Director: Steven Spielberg
Screenwriter: Melissa Mathison
Cast: Henry Thomas, Robert MacNaughton, Drew Barrymore, Dee Wallace, Peter Coyote
Nominations: Picture, Director – Steven Spielberg, Original Screenplay, Cinematography, Editing, Score (original), Sound, Sound Effects Editing, Visual Effects
Wins: Score (original), Sound, Sound Effects Editing, Visual Effects

It has nothing to do with the actual film, but one of my earliest memories of E.T. is the green guard panel on the VHS tape.  The green served no functional purpose for the tape, of course, yet more than 30 years later I still remember knowing that when my mom grabbed the tape with green that we were in for a good time: we were going to watch E.T.  And still, 30 years later, I’m just as caught up in the film’s enchanting fantasy and charm as I was back then. 

Above all, even though it definitely is a product of the early 1980s, E.T. is incredibly timeless.  The story as is could have easily taken place in 2020 or 1950 and very little—if anything—would seem out of place or severely anachronistic.  Kids have ridden and still ride their bikes, siblings have picked on and still pick on siblings, parents have gotten and still get divorced, and people working for unnamed government organizations have had and still should have their motives questioned.  And most importantly, friendships can transcend any and all kinds of differences, even those of the intergalactic variety.  There’s so much relatability throughout the film that its universal critical acclaim and audience love comes as no surprise.

I think one reason the film has had a long-lasting emotional impact across three generations is grounded in E.T. himself (Spielberg has said that E.T. is genderless, but because everyone in film calls E.T. he/him/his I’m going with those identifiers).  For all intents and purposes, E.T. is real.  He was physically in his scenes, interacting with others, looking at and touching objects, waddling about, and so on.  Watching the film, it becomes difficult to see E.T. as a prop or special effect: it’s because of that that we care about him.  The man responsible for creating E.T., Carlo Rambaldi, summed up the power of having the alien be a tangible creation:

If Spielberg were to film E.T. today using the latest technology I’m not sure it would be a hit because the techniques they’re using at the moment couldn’t reproduce the tender expression of E.T.’s eyes, for example.  The secret of creating what technology is unable to express lies in the work of the artisan, who is able to develop characteristics that touch our deepest emotions.

Carlo Rambaldi

For evidence of what Rambaldi means just look at the CG E.T. added to the 20th anniversary extended version of the film and try to muster the slightest bit of interest in it.  (I strongly recommend not to watch that version, but that might not be an issue considering the DVD is no longer in circulation.) 
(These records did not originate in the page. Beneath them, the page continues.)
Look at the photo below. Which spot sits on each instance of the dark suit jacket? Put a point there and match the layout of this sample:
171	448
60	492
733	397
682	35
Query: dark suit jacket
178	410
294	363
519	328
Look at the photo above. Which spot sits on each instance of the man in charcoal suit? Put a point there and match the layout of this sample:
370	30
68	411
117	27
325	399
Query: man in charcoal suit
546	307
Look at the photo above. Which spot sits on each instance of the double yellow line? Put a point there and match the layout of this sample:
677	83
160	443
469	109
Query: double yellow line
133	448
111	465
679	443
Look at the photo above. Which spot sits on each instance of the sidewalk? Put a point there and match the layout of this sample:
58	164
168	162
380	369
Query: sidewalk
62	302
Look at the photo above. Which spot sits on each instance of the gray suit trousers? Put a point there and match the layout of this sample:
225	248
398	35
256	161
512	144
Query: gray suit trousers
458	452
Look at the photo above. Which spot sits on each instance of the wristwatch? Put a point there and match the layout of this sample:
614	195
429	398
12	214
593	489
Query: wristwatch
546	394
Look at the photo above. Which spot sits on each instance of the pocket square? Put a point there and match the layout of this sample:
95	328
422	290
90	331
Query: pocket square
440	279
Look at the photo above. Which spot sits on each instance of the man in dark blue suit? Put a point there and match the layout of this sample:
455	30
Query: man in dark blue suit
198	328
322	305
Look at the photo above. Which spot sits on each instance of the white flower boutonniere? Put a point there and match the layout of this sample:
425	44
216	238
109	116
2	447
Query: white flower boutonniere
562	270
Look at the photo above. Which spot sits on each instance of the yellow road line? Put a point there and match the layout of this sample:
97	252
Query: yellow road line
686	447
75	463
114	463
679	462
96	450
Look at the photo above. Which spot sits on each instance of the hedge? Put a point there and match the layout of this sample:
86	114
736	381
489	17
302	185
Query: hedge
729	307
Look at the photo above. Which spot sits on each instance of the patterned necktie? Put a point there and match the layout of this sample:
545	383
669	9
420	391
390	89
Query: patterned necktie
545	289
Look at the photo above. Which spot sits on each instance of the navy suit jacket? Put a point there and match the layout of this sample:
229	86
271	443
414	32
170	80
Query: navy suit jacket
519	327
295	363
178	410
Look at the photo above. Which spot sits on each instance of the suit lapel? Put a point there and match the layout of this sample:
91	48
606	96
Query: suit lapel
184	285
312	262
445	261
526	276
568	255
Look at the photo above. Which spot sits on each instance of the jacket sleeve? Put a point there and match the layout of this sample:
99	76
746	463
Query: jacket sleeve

Digging deeper into the film’s themes, the religious metaphors and symbolism are impossible to ignore—especially regarding Jesus and Christianity.  E.T. is sent to Earth, performs miracles, gains disciples, dies, is resurrected, and ascends to the heavens, leaving a lasting impact on the lives he encountered.  On top of that, he is the ultimate epitome of goodness, tenderness, and understanding.  Some folks have a “What would Jesus do?” bumper sticker; I’d be more inclined to slap on a “What would E.T. do?” sticker.

Overall, though, what I love most about E.T. is its magic.  Whether it’s making clay balls spin like planets or healing Elliot’s cut with his glowing finger, everything about E.T. is spellbinding.  His large, kind and welcoming eyes draw us in to the power of accepting the unknown and strange; he’s just as interested in us as we are in him.  And honestly, who among us didn’t imagine being the one E.T. came to?  To help with his machine?  To fly on your bike with him in the basket?  The film’s wholesomeness induces wonderful nostalgia and longing to be a child again, because as a child, anything is possible—even making friends with a squat, brown, and loving alien creature.